Construction Cash Flow: Why Profitable Projects Still Run Out of Money
A construction business can be profitable on paper and still fail because of cash flow. Understanding why — and building a system to manage it — is one of the most important things you can do as a contractor.
Cash flow is the single most common reason construction businesses fail. Not lack of work, not incompetent management, not bad projects — cash flow.
The construction industry has a structural cash flow problem. You pay out before you get paid. Labour and materials go out every week. Client payments come in weeks or months after the work is done. Retention is held for months or years. Subcontractors must be paid before you've been paid by the client.
Even a highly profitable business can collapse if the timing of its outflows consistently outpaces its inflows.
Why construction cash flow is uniquely difficult
Most businesses with healthy margins also have healthy cash flow. Construction is different because:
- The payment chain is long. Client pays main contractor, who pays subcontractors, who pay their suppliers. Each step introduces delay.
- Payments are milestone-based, costs are continuous. You incur labour costs every week regardless of whether you've hit a payment milestone. A delayed interim certificate can leave you funding two weeks of site costs from your own reserves.
- Retention. On many contracts, 5–10% of each payment is retained until practical completion and defects liability expires. On a £500,000 project, that's £25,000–50,000 of your money sitting with the client for potentially 12 months.

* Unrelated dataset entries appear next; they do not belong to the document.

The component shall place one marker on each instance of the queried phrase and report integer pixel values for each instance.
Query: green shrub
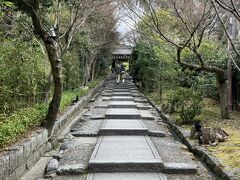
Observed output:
(19, 122)
(186, 102)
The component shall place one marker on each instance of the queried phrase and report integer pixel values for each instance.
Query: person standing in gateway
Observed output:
(120, 70)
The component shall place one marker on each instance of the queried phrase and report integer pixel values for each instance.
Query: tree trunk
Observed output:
(54, 105)
(86, 74)
(47, 88)
(223, 94)
(160, 93)
(93, 69)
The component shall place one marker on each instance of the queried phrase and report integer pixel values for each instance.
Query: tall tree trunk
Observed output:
(86, 74)
(54, 105)
(47, 88)
(223, 94)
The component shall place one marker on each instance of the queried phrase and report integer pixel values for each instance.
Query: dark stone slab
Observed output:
(180, 168)
(157, 133)
(125, 154)
(85, 133)
(126, 176)
(122, 113)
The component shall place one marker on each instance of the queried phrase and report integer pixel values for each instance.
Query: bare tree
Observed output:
(194, 18)
(55, 41)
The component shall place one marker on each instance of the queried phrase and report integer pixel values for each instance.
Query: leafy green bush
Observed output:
(22, 120)
(187, 102)
(19, 122)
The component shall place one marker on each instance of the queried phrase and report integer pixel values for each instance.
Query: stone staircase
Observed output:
(124, 149)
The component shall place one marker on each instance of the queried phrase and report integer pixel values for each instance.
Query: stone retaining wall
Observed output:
(212, 162)
(19, 158)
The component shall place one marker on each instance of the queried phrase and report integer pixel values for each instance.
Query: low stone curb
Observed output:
(19, 158)
(212, 162)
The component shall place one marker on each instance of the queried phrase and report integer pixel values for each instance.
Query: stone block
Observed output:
(16, 158)
(180, 168)
(4, 164)
(157, 133)
(26, 149)
(125, 153)
(127, 176)
(34, 142)
(17, 173)
(51, 166)
(122, 113)
(71, 169)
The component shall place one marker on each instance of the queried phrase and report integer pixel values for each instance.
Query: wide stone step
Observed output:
(123, 127)
(122, 104)
(125, 154)
(126, 176)
(119, 98)
(122, 113)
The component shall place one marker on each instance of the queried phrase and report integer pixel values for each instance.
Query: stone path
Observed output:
(121, 137)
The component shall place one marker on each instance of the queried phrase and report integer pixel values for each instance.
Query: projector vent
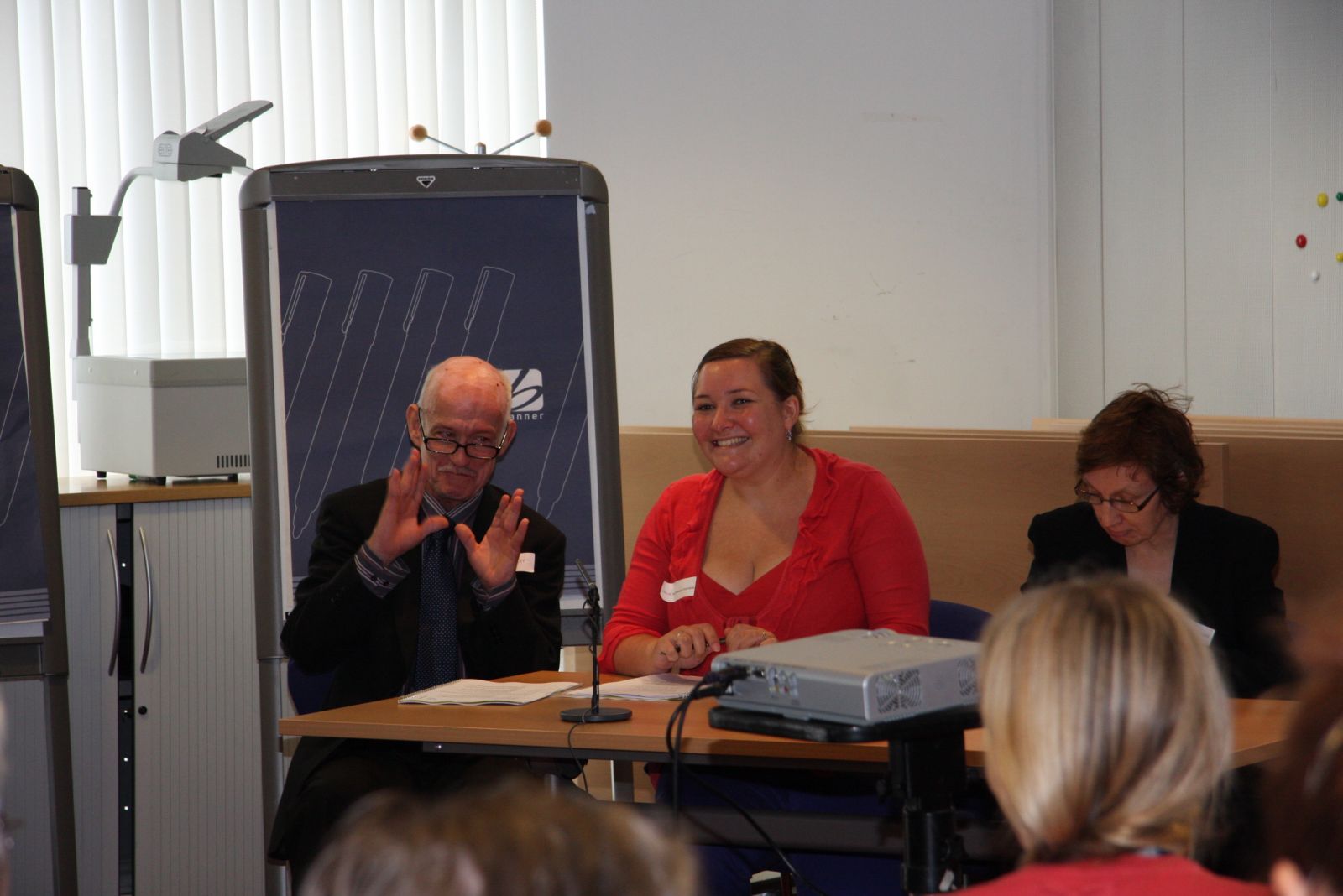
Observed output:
(899, 691)
(966, 680)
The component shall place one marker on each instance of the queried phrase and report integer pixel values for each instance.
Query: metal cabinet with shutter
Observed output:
(165, 694)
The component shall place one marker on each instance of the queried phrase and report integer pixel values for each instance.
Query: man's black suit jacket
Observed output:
(1222, 575)
(339, 625)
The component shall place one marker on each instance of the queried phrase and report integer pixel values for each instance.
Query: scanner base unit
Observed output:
(163, 416)
(853, 676)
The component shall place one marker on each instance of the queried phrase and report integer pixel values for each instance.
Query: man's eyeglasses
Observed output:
(449, 447)
(1121, 504)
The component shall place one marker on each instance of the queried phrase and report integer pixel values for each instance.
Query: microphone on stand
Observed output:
(543, 128)
(595, 712)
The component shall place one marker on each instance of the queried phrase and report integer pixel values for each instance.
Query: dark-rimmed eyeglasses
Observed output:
(449, 447)
(1121, 504)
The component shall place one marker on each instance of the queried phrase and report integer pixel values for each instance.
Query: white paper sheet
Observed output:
(474, 691)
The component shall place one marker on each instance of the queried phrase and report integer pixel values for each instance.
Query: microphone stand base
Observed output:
(601, 714)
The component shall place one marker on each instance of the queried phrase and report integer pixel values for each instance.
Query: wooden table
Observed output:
(536, 730)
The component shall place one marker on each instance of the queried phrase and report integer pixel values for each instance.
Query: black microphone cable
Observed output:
(711, 685)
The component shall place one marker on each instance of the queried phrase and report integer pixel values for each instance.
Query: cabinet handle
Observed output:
(149, 602)
(116, 595)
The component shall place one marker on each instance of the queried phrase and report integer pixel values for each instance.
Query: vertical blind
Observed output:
(86, 86)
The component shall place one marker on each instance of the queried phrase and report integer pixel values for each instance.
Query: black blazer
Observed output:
(1222, 575)
(339, 624)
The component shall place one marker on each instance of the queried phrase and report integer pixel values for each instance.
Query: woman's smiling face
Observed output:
(739, 423)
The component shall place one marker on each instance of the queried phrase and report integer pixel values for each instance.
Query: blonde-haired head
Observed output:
(1105, 719)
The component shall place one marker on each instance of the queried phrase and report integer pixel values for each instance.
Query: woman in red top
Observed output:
(778, 542)
(1107, 728)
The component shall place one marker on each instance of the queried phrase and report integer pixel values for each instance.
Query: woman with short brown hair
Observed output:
(1137, 513)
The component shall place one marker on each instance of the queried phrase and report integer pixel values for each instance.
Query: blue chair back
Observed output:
(958, 622)
(308, 691)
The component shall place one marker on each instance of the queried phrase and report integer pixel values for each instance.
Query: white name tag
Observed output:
(673, 591)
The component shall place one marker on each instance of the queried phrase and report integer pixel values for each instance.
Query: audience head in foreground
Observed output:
(1304, 797)
(512, 837)
(1107, 730)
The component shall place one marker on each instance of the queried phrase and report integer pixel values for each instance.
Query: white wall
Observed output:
(1192, 141)
(866, 181)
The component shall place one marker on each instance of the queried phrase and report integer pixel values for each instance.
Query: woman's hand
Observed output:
(742, 636)
(684, 647)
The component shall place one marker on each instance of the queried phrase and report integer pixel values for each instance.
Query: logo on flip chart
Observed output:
(528, 396)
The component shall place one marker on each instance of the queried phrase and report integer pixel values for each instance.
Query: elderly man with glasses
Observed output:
(420, 578)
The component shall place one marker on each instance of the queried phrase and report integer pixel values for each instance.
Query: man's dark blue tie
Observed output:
(436, 652)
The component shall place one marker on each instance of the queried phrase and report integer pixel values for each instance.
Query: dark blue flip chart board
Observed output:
(33, 617)
(363, 273)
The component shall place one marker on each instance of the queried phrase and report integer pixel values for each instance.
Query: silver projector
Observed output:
(854, 676)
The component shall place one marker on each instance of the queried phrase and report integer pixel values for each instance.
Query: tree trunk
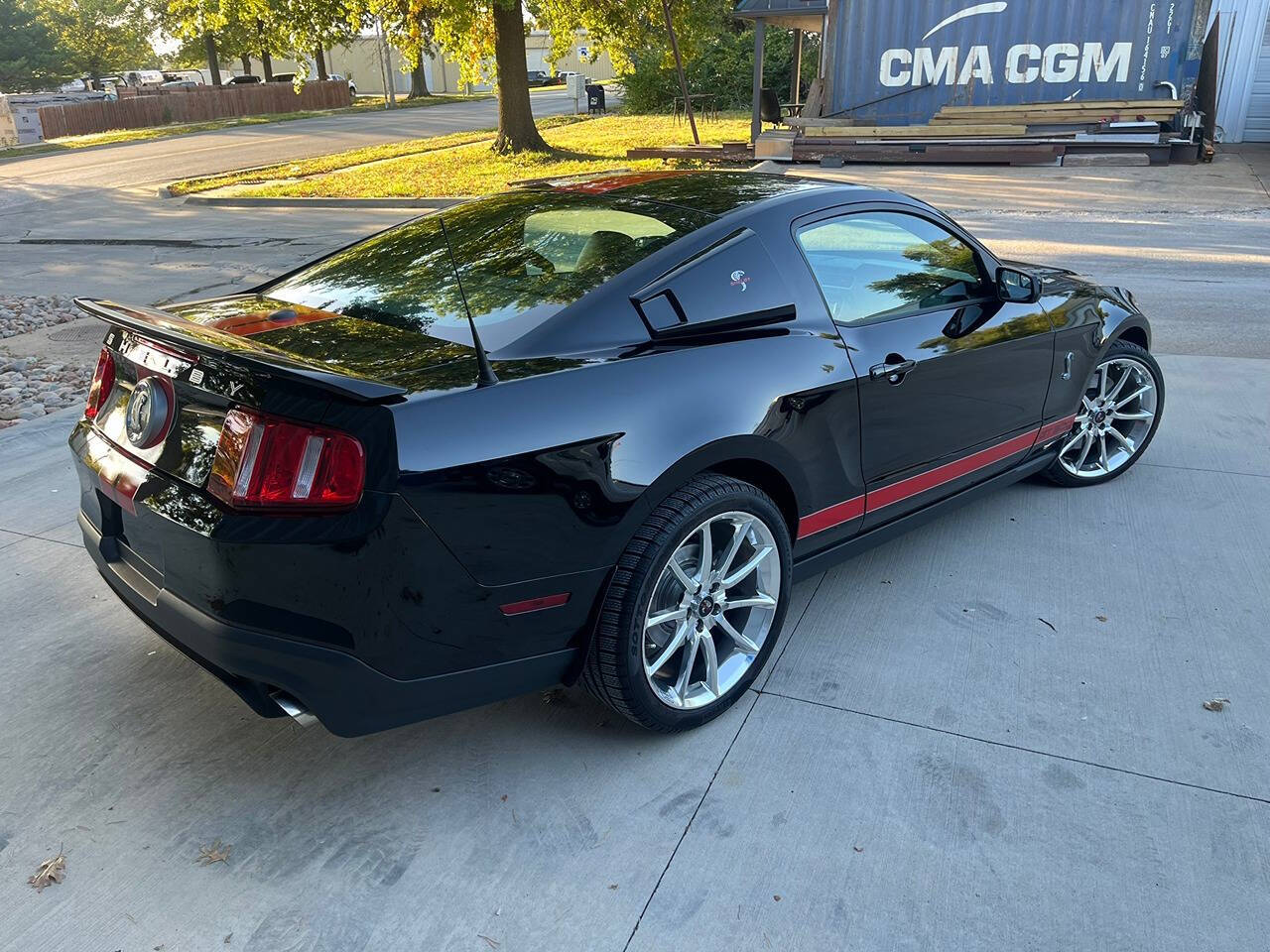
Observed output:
(420, 79)
(213, 64)
(516, 128)
(266, 62)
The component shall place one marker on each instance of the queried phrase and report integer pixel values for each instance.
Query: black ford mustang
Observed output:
(583, 430)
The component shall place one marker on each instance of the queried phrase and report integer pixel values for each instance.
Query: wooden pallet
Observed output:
(1058, 113)
(979, 130)
(811, 150)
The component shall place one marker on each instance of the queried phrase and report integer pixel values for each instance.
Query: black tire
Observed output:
(615, 664)
(1058, 475)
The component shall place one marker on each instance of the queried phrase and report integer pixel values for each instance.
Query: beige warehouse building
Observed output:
(361, 61)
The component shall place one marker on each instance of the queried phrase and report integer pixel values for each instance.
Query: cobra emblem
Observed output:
(145, 417)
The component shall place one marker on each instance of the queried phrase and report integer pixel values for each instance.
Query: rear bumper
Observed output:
(349, 697)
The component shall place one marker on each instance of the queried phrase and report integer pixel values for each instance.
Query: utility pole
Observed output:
(385, 64)
(679, 66)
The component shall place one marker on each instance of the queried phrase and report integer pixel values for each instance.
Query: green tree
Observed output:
(28, 58)
(409, 24)
(197, 22)
(486, 40)
(309, 27)
(629, 28)
(99, 37)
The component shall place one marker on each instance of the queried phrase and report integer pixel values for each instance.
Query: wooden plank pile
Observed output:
(1098, 131)
(1016, 135)
(1091, 112)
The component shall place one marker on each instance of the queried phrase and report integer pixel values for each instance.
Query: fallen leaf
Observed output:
(214, 853)
(49, 873)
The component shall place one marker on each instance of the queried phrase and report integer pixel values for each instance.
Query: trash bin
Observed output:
(595, 99)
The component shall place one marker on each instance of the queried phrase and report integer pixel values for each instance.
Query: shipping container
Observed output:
(892, 61)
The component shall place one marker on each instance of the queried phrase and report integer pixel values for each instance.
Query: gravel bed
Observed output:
(22, 315)
(31, 388)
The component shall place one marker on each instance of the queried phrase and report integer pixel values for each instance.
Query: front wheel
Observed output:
(1118, 417)
(695, 606)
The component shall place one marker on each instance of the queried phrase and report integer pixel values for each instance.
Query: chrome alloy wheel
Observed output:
(1115, 417)
(711, 610)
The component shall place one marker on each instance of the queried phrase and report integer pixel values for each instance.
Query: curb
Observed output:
(253, 202)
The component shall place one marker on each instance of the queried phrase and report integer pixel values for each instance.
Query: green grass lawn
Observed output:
(444, 167)
(114, 136)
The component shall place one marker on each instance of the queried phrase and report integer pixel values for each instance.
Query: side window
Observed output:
(874, 266)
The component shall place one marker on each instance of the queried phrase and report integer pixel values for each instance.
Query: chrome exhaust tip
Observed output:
(294, 710)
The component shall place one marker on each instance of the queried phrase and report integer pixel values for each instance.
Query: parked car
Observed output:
(590, 430)
(193, 76)
(352, 86)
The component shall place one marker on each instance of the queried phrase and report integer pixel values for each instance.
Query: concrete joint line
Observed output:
(1016, 747)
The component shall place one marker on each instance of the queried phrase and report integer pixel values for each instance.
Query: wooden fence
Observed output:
(198, 104)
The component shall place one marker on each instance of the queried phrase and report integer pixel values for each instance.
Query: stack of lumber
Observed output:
(1074, 113)
(970, 130)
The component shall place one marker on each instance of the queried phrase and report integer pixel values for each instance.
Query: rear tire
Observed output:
(1119, 414)
(663, 674)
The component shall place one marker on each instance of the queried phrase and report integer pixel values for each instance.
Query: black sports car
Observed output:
(590, 429)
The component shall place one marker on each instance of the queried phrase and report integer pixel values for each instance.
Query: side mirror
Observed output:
(1017, 287)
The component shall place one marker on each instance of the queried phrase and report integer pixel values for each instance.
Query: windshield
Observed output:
(521, 258)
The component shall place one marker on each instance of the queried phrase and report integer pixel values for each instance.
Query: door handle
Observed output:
(893, 372)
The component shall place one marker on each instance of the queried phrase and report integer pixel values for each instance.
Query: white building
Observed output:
(1243, 80)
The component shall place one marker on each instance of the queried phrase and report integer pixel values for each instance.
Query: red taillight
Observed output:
(266, 462)
(103, 382)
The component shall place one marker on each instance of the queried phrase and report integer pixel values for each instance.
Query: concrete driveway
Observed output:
(984, 735)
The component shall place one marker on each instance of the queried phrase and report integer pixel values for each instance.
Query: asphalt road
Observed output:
(1193, 243)
(987, 734)
(72, 189)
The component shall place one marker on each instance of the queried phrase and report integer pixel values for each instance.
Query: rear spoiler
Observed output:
(199, 338)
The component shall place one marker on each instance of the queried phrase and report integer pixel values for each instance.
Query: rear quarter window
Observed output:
(511, 261)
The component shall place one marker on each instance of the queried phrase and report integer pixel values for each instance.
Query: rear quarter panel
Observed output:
(553, 474)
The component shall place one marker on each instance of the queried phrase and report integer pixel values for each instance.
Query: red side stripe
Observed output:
(830, 516)
(878, 499)
(1056, 429)
(535, 604)
(924, 481)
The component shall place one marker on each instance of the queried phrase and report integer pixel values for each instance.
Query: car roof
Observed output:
(711, 191)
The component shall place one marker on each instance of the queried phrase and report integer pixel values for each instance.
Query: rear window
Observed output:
(520, 258)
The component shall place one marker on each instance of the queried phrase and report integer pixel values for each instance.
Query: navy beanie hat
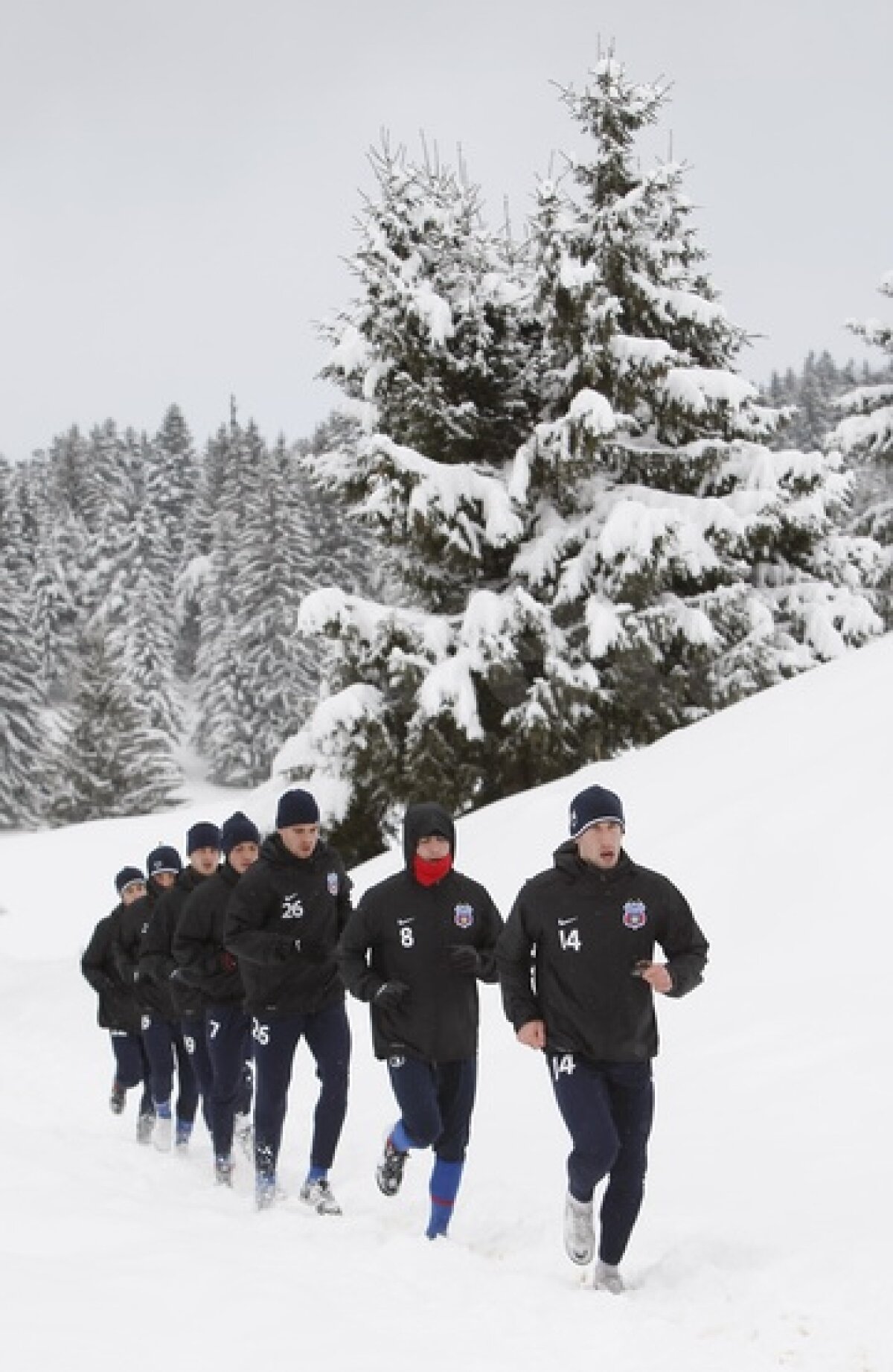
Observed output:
(595, 805)
(236, 830)
(297, 807)
(127, 877)
(164, 859)
(202, 836)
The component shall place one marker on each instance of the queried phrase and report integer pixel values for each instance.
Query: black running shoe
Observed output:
(390, 1171)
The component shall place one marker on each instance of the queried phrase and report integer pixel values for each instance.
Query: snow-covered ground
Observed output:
(766, 1234)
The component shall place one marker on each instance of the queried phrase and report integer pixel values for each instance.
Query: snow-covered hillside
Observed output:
(764, 1238)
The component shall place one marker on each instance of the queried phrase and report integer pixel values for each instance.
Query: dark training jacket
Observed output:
(403, 932)
(157, 957)
(283, 924)
(117, 1006)
(586, 929)
(199, 947)
(132, 925)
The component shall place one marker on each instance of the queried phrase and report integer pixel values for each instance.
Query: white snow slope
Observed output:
(766, 1234)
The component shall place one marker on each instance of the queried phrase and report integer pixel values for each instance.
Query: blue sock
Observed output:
(401, 1139)
(445, 1183)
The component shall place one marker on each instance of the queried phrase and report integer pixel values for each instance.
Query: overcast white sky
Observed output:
(179, 179)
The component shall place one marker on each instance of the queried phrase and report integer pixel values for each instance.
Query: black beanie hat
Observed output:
(202, 836)
(164, 859)
(127, 877)
(595, 805)
(297, 807)
(236, 830)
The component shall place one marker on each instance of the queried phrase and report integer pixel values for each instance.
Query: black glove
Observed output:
(464, 960)
(390, 995)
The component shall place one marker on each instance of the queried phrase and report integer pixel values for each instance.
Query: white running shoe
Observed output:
(579, 1240)
(319, 1197)
(162, 1134)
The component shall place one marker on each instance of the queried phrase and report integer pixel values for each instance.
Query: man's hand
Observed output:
(656, 976)
(533, 1035)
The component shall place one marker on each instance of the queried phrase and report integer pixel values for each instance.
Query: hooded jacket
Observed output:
(199, 948)
(175, 999)
(283, 924)
(586, 929)
(132, 924)
(405, 932)
(117, 1006)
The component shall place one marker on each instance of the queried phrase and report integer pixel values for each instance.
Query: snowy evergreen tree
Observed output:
(865, 435)
(22, 730)
(172, 486)
(229, 690)
(109, 760)
(595, 541)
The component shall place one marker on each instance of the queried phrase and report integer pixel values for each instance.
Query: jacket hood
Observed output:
(427, 818)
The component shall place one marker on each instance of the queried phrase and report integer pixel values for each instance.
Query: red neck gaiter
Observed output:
(429, 873)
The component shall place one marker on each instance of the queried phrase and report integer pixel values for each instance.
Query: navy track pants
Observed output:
(437, 1101)
(608, 1109)
(164, 1044)
(228, 1031)
(276, 1038)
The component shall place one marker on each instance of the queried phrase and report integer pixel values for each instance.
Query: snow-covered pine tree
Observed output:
(865, 436)
(807, 397)
(109, 759)
(435, 363)
(172, 485)
(135, 572)
(679, 558)
(621, 552)
(22, 732)
(246, 654)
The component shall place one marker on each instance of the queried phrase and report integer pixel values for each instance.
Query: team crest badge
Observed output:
(634, 914)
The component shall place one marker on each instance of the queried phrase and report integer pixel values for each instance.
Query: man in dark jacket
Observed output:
(590, 925)
(118, 1010)
(164, 866)
(208, 965)
(415, 950)
(283, 925)
(179, 1018)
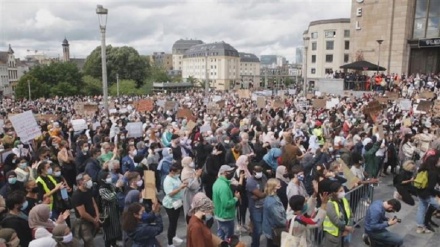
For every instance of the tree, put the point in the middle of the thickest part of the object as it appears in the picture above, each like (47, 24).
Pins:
(126, 87)
(44, 78)
(124, 61)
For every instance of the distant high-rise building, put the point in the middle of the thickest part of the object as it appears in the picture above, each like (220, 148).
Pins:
(179, 49)
(298, 55)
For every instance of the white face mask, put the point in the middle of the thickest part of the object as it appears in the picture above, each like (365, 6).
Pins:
(68, 238)
(341, 194)
(258, 175)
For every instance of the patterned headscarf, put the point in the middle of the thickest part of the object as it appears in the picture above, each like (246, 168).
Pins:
(202, 203)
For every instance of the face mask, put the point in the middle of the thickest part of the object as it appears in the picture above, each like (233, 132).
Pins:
(258, 175)
(305, 208)
(23, 165)
(12, 180)
(139, 183)
(68, 238)
(89, 184)
(24, 206)
(341, 195)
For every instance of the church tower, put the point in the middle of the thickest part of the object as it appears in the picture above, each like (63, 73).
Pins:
(66, 52)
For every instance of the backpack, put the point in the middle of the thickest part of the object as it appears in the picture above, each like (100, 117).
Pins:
(421, 180)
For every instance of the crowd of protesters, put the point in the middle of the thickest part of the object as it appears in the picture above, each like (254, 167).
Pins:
(280, 167)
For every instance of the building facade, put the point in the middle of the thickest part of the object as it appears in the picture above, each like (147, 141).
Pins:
(326, 47)
(178, 50)
(249, 70)
(219, 62)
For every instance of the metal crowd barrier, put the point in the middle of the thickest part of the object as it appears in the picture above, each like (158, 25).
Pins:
(360, 199)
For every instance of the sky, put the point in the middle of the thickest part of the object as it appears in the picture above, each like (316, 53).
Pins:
(262, 27)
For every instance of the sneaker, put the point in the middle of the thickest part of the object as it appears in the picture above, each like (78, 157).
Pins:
(397, 196)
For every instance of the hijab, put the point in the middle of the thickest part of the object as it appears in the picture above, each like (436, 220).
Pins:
(39, 217)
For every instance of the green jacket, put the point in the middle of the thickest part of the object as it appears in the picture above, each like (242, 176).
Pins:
(370, 160)
(223, 199)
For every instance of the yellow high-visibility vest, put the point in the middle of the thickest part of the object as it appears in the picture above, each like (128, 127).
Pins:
(46, 189)
(328, 225)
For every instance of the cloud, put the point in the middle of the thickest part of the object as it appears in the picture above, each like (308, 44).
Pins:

- Variations are paid late. Variation work is done immediately but valued and agreed weeks later. You carry the cost in the interim.
The cash flow forecast
A cash flow forecast shows you when money is expected to come in and when it's expected to go out, over the coming weeks and months. For a construction business, a basic forecast should cover at least 13 weeks forward and include:
- Inflows — confirmed payment dates from clients, any funding drawdowns, retention releases
- Outflows — weekly payroll, material orders due for payment, subcontractor payment applications, plant hire invoices, overhead costs
The forecast doesn't need to be precise to be useful. Its job is to flag gaps — weeks where outflows will exceed inflows — before they happen, so you can take action.
Actions when you see a cash flow gap
When your forecast shows a gap, the earlier you see it, the more options you have:
- Accelerate billing. Submit your next interim application earlier than planned, or request a payment on account.
- Delay supplier payments. Agree an extended payment term with your materials supplier — many will accommodate a reasonable request if you ask in advance.
- Negotiate subcontractor timing. If you're not being paid until the 25th, it's reasonable to pay your subcontractors on the 28th rather than the 15th.
- Use a credit facility. An overdraft or invoice finance facility exists for exactly this purpose — to bridge timing gaps in an otherwise healthy business.
How Con-trak helps
Con-trak's Finance dashboard shows your committed costs by project — what you've already spent and what is still to come based on your cost plan. This is the outflow side of your cash flow picture.
For each project, you can see the cost trajectory: how fast costs are accruing, which categories are running heavy, and whether you're on track to complete within budget. The discipline of daily expense logging means your cost data is always current.
The one habit that improves cash flow most
Submit your payment applications on time, every time. The payment clock doesn't start until you submit. Many contractors are their own worst enemy on cash flow because they submit applications late, don't follow up on overdue payments, or fail to apply for the full amount they're entitled to.
Manage your retention actively. Know when each retention release is due, send the application as soon as you're entitled to, and follow up if payment doesn't arrive. Retention left unclaimed for months is direct profit lost.